Connecticut – A brazen crime that netted $80 million in pharmaceuticals has finally seen justice. In a shocking turn of events, AMAURY VILLA, 39, a citizen of Cuba last residing in Miami, Florida, pleaded guilty today before U.S. District Judge Janet Bond Arterton in New Haven to federal conspiracy and theft charges stemming from his participation in the March 2010 theft of approximately $80 million in pharmaceuticals from an Eli Lilly Company warehouse and storage facility in Enfield, Connecticut.

According to court documents and statements made in court, between January and March 2010, AMAURY VILLA, his brother Amed Villa and others conspired to steal pharmaceuticals from the Eli Lilly Company warehouse and storage facility in Enfield. In early 2010, AMAURY VILLA and others traveled from the Miami area to Connecticut to gather information about the warehouse facility and the surrounding area.

In the evening of March 13, 2010, a tractor trailer was driven to the parking lot of the Eli Lilly warehouse facility. Later that evening, AMAURY VILLA and Amed Villa checked for security in the front area, climbed onto the roof, used tools to cut a hole in the facility roof, dropped down into the facility and disabled the alarm system. Thereafter, AMAURY VILLA and his co-conspirators loaded approximately 49 pallets of pharmaceuticals into the tractor trailer, which they had backed up to the loading dock of the warehouse. The tractor trailer then traveled to Florida.

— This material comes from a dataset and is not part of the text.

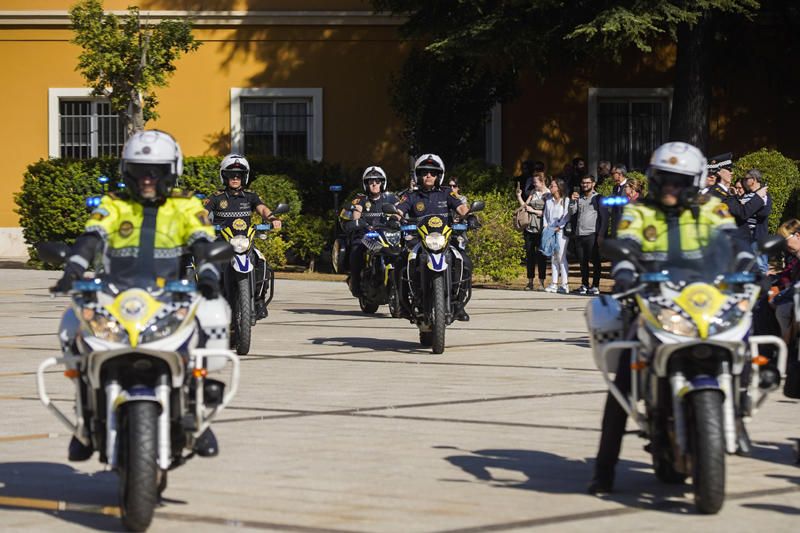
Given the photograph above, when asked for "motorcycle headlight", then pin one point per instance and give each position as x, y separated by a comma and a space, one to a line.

The pallets of pharmaceuticals included thousands of boxes Zyprexa, Cymbalta, Prozac, Gemzar and other medicines, valued at approximately $80 million.

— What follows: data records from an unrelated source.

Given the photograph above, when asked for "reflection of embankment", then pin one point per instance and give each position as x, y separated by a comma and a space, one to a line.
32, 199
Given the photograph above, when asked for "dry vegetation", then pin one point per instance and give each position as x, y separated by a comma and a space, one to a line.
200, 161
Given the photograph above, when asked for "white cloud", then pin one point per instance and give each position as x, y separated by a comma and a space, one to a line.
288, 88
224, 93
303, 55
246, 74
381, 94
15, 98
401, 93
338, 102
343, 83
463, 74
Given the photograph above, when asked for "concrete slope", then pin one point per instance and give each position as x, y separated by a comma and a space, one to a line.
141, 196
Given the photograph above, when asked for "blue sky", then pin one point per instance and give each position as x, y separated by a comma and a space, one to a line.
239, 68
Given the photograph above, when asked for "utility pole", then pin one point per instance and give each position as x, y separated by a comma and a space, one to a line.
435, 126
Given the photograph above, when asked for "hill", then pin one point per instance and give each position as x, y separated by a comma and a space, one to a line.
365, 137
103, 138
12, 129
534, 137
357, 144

AMAURY VILLA, who has been in federal custody since May 2012, pleaded guilty to one count of conspiracy, which carries a maximum term of imprisonment of five years, four counts of theft from an interstate shipment, each of which carries a maximum term of imprisonment of 10 years, and one count of interstate transportation of stolen property, which carries a maximum term of imprisonment of 10 years.

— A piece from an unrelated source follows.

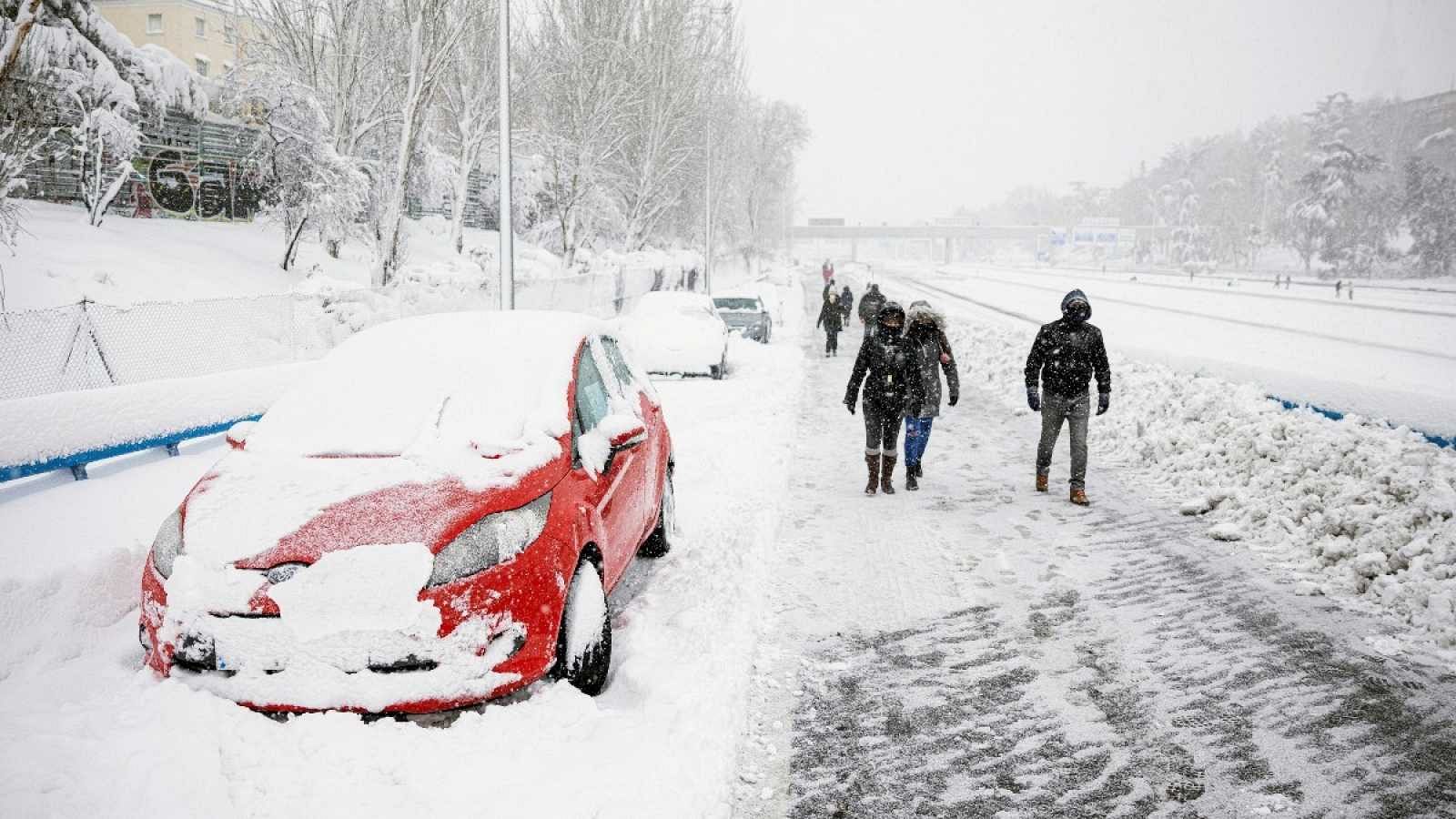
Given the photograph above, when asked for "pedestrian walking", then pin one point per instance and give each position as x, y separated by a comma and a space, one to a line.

Judge Arterton scheduled sentencing for July 24, 2014.

On October 14, 2011, a search of a storage facility in Florida recovered pharmaceuticals that had been stolen from the Enfield warehouse. AMAURY VILLA subsequently pleaded guilty in the Southern District of Florida to conspiracy and possession of stolen goods charges and, on November 26, 2012, he was sentenced to 140 months of imprisonment.

Amed Villa has pleaded guilty in the District of Connecticut to conspiracy and theft charges related to the Enfield theft and multimillion dollar warehouse burglaries in Illinois, Virginia, Florida and Kentucky. He awaits sentencing.